短頭種とは、頭蓋骨の長さに比べて鼻の長さが極端に短い犬種のことで、いわゆる鼻ペチャのワンちゃんを指す名称です。パグ・フレンチブルドック・シーズー・ボストンテリアなどに代表されます。短頭種のワンちゃんは、その頭の構造から呼吸器系の疾患になりやすく、短頭種によく見られる呼吸器疾患を総称して短頭種気道症候群と呼びます。

  • パグ

    パグは眼球の突出が大きく、目のトラブルを起こしやすい犬種です。瞬きで瞼が完全に閉じきらないことがあり、ドライアイや涙やけの原因となります。瞼が内反していたり鼻の上のしわが当たることで目に色素沈着を起こしたりします。
    また、皮膚の疾患も起こしやすく、特に顔のしわが深いため汚れが溜まりやすくなっています。定期的なシャンプーと共に、清潔なタオルやコットンでしわの中まで拭いてあげることをお勧めします。

  • フレンチブルドック

    フレンチブルドックは特に皮膚の疾患を起こしやすい犬種です。若齢から発症しやすい、重症化しやすいなどの特徴があり注意が必要です。アトピー性、アレルギー性など原因は様々ですが、多くは春~秋に悪化しやすく、顔のしわ、足裏、指間に多く発生します。
    また、フレンチブルドックは立ち耳ですが、脂漏体質なため垢が溜まりやすく、外耳炎を起こしやすい犬種です。

  • シーズー

    シーズーは顔の構造から鼻涙管の閉塞を起こしやすいことがわかっています。鼻涙管とは目と鼻をつなぐ管のことで、閉塞すると目の下が常に涙でぬれる原因となります。目の下が常に湿っていることで皮膚病の原因にもなります。
    また、眼球の突出が大きく毛も長いため、角膜に傷がつきやすくなっています。 暑さに弱いため、熱中症などにも注意が必要です。

  • ボストンテリア

    ボストンテリアは膝蓋骨脱臼を起こしやすい犬種です。膝蓋骨脱臼はいわゆる膝のお皿のことで、ボストンテリアではお皿が内側に外れる内方脱臼が多くみられます。
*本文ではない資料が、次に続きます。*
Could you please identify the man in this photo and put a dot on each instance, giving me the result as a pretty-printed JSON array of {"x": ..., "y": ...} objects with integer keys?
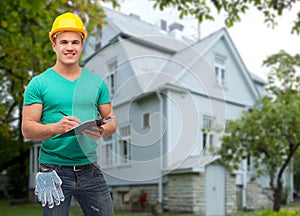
[{"x": 56, "y": 101}]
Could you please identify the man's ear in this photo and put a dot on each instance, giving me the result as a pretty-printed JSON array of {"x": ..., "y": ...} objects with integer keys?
[{"x": 53, "y": 46}]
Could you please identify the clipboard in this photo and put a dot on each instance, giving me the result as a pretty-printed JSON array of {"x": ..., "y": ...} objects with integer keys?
[{"x": 87, "y": 125}]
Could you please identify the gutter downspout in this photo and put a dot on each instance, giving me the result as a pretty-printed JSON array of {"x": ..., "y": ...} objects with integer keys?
[
  {"x": 244, "y": 202},
  {"x": 160, "y": 181}
]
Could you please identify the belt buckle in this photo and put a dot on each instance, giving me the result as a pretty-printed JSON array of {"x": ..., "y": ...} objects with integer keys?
[{"x": 76, "y": 170}]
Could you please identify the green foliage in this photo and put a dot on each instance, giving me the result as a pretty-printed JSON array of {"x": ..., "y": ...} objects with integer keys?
[
  {"x": 280, "y": 213},
  {"x": 270, "y": 133},
  {"x": 233, "y": 9}
]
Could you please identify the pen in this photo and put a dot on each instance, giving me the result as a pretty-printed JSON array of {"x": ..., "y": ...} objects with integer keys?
[{"x": 62, "y": 113}]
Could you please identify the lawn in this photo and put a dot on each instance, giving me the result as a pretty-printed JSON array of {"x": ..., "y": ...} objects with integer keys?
[{"x": 31, "y": 209}]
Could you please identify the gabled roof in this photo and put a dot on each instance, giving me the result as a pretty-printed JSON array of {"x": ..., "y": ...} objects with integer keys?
[{"x": 133, "y": 27}]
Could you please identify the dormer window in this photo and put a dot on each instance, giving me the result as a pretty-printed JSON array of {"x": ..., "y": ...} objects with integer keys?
[
  {"x": 111, "y": 77},
  {"x": 220, "y": 69}
]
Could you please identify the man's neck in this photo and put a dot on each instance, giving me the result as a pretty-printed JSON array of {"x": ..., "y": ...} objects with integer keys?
[{"x": 69, "y": 72}]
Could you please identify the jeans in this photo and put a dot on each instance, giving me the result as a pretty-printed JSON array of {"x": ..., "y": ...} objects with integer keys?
[{"x": 88, "y": 187}]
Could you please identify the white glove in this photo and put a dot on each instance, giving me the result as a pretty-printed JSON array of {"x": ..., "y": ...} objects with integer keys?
[{"x": 48, "y": 188}]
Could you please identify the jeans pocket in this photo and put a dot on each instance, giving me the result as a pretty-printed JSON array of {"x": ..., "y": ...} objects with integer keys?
[{"x": 97, "y": 171}]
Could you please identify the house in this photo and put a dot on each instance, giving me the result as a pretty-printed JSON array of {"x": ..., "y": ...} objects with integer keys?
[{"x": 169, "y": 93}]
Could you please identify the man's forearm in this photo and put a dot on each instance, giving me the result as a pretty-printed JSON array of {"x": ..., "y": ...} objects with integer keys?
[
  {"x": 109, "y": 128},
  {"x": 37, "y": 131}
]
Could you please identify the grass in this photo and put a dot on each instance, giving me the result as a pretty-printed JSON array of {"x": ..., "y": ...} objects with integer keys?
[{"x": 34, "y": 209}]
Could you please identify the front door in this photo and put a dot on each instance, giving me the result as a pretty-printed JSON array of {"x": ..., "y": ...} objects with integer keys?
[{"x": 215, "y": 190}]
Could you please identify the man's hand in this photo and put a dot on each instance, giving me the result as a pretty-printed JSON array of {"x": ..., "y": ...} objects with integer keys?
[
  {"x": 48, "y": 188},
  {"x": 94, "y": 134}
]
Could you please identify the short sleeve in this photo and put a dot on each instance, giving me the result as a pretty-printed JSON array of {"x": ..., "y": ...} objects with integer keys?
[
  {"x": 32, "y": 93},
  {"x": 104, "y": 96}
]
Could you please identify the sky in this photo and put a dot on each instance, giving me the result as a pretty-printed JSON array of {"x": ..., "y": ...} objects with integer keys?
[{"x": 252, "y": 37}]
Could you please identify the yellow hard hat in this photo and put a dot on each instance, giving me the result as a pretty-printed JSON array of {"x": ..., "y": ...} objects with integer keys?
[{"x": 67, "y": 22}]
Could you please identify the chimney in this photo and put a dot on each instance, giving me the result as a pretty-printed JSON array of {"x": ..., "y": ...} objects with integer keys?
[
  {"x": 162, "y": 24},
  {"x": 176, "y": 30},
  {"x": 135, "y": 16}
]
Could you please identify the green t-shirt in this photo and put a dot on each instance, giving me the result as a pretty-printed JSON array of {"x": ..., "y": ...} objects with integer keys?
[{"x": 79, "y": 98}]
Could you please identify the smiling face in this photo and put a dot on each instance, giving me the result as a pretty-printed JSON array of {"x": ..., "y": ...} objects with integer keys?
[{"x": 68, "y": 47}]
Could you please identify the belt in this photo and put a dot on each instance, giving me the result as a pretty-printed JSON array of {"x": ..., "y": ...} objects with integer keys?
[{"x": 48, "y": 167}]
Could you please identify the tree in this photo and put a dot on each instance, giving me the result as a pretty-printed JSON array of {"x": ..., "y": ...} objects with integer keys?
[
  {"x": 25, "y": 51},
  {"x": 270, "y": 133},
  {"x": 202, "y": 10}
]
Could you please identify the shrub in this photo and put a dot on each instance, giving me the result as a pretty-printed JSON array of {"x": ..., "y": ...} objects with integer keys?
[{"x": 280, "y": 213}]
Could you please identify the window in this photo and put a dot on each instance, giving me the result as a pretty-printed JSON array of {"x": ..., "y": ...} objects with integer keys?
[
  {"x": 220, "y": 69},
  {"x": 124, "y": 145},
  {"x": 146, "y": 120},
  {"x": 110, "y": 78},
  {"x": 207, "y": 135},
  {"x": 107, "y": 155}
]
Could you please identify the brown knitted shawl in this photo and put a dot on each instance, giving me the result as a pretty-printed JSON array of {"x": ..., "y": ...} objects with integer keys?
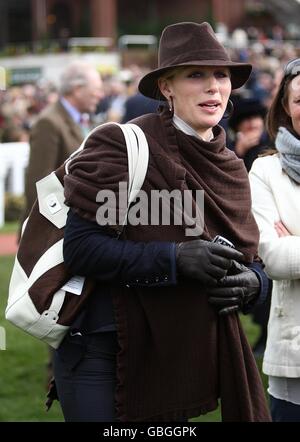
[{"x": 177, "y": 356}]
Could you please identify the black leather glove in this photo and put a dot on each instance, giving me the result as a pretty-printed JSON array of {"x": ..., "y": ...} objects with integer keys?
[
  {"x": 236, "y": 291},
  {"x": 205, "y": 260}
]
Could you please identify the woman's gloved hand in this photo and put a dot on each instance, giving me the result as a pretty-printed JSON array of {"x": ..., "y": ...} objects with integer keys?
[
  {"x": 236, "y": 290},
  {"x": 205, "y": 260}
]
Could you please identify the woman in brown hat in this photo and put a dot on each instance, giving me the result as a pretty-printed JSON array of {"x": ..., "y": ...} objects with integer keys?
[{"x": 160, "y": 338}]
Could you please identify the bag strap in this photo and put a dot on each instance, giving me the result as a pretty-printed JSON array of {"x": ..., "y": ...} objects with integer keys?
[{"x": 137, "y": 154}]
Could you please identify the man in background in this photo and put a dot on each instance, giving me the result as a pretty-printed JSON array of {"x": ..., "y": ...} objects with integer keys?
[{"x": 62, "y": 126}]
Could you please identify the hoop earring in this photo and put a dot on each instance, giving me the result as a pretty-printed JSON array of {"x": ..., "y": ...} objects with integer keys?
[
  {"x": 171, "y": 104},
  {"x": 229, "y": 109}
]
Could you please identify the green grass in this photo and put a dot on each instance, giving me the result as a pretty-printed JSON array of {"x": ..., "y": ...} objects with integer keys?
[
  {"x": 10, "y": 227},
  {"x": 23, "y": 368}
]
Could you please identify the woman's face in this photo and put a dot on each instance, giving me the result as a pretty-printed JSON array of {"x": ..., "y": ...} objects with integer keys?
[
  {"x": 200, "y": 95},
  {"x": 293, "y": 103}
]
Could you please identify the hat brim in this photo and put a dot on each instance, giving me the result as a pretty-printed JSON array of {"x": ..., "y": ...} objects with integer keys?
[{"x": 240, "y": 72}]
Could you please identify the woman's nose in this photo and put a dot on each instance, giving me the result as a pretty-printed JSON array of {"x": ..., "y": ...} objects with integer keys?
[{"x": 211, "y": 84}]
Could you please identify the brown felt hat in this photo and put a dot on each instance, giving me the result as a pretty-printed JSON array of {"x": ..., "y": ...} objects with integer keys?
[{"x": 191, "y": 44}]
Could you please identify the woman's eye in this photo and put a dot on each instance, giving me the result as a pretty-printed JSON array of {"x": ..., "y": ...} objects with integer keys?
[
  {"x": 196, "y": 75},
  {"x": 221, "y": 74}
]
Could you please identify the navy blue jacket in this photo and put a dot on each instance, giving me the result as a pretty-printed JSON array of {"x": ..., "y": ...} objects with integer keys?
[{"x": 90, "y": 251}]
体重の増加や高いところの上り下り、滑りやすい床などには注意が必要です。
    また、ボストンテリアでは耳や首から胸にかけて、足の内側などに炎症を伴わない脱毛がみられることがあります。生後2~3ヶ月で正常よりも薄くなり、6か月以降から徐々に進行していきます。

短頭種気道症候群
短頭種気道症候群とは、特徴的な頭の構造によって短頭種に起こりやすい呼吸器疾患の総称で、以下のような原因があります。

・外鼻腔狭窄
 鼻の穴が狭く、ほぼ塞がった状態。
・軟口蓋過長
 喉の近くにある鼻と口を隔てる蓋状の組織(人で言ういわゆるのどちんこ)が長すぎる。
・咽頭部組織の過剰
 太い舌根部や大きな扁桃

これらの症状がひとつ、もしくは複数起きることで吸気性の呼吸困難が生じます。
根本的治療には、鼻を切って鼻腔を広げる手術、軟口蓋を切除する手術など外科的治療が必要になります。

短頭種気道症候群の外科的治療
この病気の治療には下の2つの手術を組み合わせて実施することが有効です。

 ○ 外鼻孔形成術・・・狭く閉じている鼻の穴を広げる手術です。
 ○ 軟口蓋切除術・・・垂れ下がって気道をふさいでいる 軟口蓋を切り取る手術です。